Guys, I'm thinking of making what you report configurable. Right now, the dashboard supports either a mutation score or a full report (see my update from yesterday).

This is there for compatibility reasons, but I also think it is a nice feature to support. For example users that have really big projects (which might give problems when we're publishing the report), or users that are anxious about sending their source code might choose to not send a full report.

I was first thinking of adding a boolean flag: dashboard.fullReport. Which could default to true. However, we might in the future add more report types (for example report mutants without source code?). So now I'm thinking of an enum: dashboard.reportType. It can have two values mutationScoreOnly or full.

What do you think?

This is a setting on the implementation side not on the dashboard side right?

nicojs commented 4 years ago

This is a setting on the implementation side not on the dashboard side right?

Yes, It would add a dashboard.reportType to the "implementation suggestion" section.

nicojs commented 4 years ago

I just had a nice talk with @Mobrockers. Right now, a mutation testing report has 2 options:

  1. A mutation-score-only report
    { "mutationScore": 42 }
  2. A "full" report
    { "result": "$REPORT_JSON$"

Would it be better to integrate the mutation-score-only report into mutation testing elements itself? So { "schemaVersion": 1.5, "mutationScore": 42} would be valid as well as { "schemaVersion": 1.5, "files": {}, "thresholds": { "high": 80, "low": 60 } }.

That way the dashboard can handle them both uniformly. It would also clean up the API, not enforcing users to add a wrapper object. It would also mean that the curl request is simpler, just post a JSON file with the result, instead of forcing a wrapper object.

This would mean a new minor version of the schema, as well as some rework in the dashboard. Both are small changes IMO. It would be breaking for the dashboard API, so I would like to do that before we officially released it.

@simondel @hugo-vrijswijk @richardwerkman thoughts?

richardwerkman commented 4 years ago

The json looks good to me!
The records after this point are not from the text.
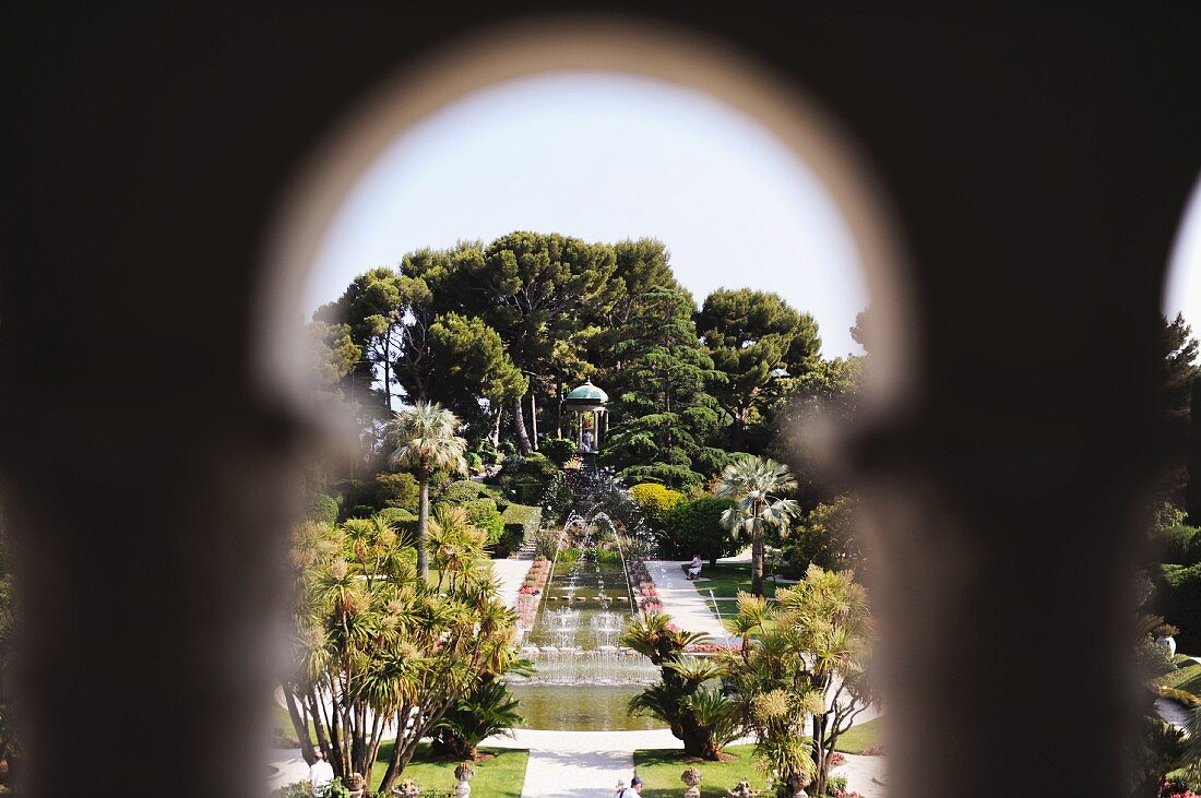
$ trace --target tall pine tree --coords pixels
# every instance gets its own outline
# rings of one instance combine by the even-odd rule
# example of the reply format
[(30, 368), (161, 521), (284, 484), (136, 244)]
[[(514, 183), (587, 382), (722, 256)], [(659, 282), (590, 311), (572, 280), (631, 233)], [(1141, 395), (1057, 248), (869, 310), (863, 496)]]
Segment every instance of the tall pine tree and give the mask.
[(705, 385), (722, 374), (697, 337), (691, 294), (657, 286), (640, 305), (615, 347), (623, 368), (604, 458), (631, 482), (697, 485), (727, 457), (707, 446), (718, 412)]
What if someone passes both "mutationscore" and "files"? What would the elements take as the source?

nicojs commented 4 years ago

Files will always have precedence. It would actually also help out with the coloring of the mutation score badge, since the thresholds could still be filled even if only a mutation score is known.

If others also agree I'll update the design.
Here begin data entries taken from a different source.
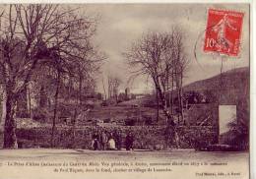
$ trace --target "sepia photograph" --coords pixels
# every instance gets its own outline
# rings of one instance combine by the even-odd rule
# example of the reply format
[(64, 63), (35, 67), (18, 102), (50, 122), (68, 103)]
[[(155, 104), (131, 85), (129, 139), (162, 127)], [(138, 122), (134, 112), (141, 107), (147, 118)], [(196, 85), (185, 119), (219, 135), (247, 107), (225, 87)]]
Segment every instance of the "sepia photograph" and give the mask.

EDIT: I've updated the design

hugo-vrijswijk commented 4 years ago

If mutation score only is supported in the schema, it would have to be changed everywhere. I'm not sure it really makes sense to have a html report with only a mutation score, for example. Same with the metrics. That means all of a sudden all the metrics are either nullable, or aren't fully compliant with the full json schema report

nicojs commented 4 years ago

Yeah, I see what you mean. It is essentially invalid to call calculateMetrics on a mutation score only report.

I think it's better to implement it as an exception in the dashboard. However, I am happy to remove the top-level result property (as proposed by @Mobrockers ).
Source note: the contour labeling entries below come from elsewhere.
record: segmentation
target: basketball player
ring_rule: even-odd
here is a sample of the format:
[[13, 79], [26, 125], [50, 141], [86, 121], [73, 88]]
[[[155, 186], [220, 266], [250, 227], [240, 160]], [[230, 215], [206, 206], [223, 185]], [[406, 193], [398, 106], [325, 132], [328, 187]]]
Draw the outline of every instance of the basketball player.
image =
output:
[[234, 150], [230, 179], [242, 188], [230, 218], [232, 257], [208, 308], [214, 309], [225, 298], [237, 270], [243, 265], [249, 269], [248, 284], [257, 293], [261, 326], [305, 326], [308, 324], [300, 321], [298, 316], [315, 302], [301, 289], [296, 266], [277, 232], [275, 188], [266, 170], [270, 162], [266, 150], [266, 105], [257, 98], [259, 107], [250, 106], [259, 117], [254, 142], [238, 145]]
I'll update the design again, happy to hear additional remarks.

nicojs commented 4 years ago

I've implemented this in the dashboard https://github.com/stryker-mutator/stryker-dashboard/pull/131

Will merge later today / this evening

EDIT: You can view / test it out on acceptance: https://stryker-dashboard-acceptance.azurewebsites.net/

nicojs commented 4 years ago

I changed one bit of the design. Apparently this URL: reports/github.com/stryker-mutator/stryker/chore%2Frun-stryker-in-ci

Is being routed (by Azure) to: reports/github.com/stryker-mutator/stryker/chore/run-stryker-in-ci

Allowing chore/run-stryker-in-ci is more user friendly as well, so I think allowing this is the way to go.

Instead of assuming that the last part of the slug is the version, we now assume the first 3 parts of a slug is the project name, rest is the version. This might have to be reworked a bit once we allow non-github projects, but I think its worth the work. This is implemented in https://github.com/stryker-mutator/stryker-dashboard/pull/132. This issue is updated.

hugo-vrijswijk commented 4 years ago

I believe this issue can now be closed?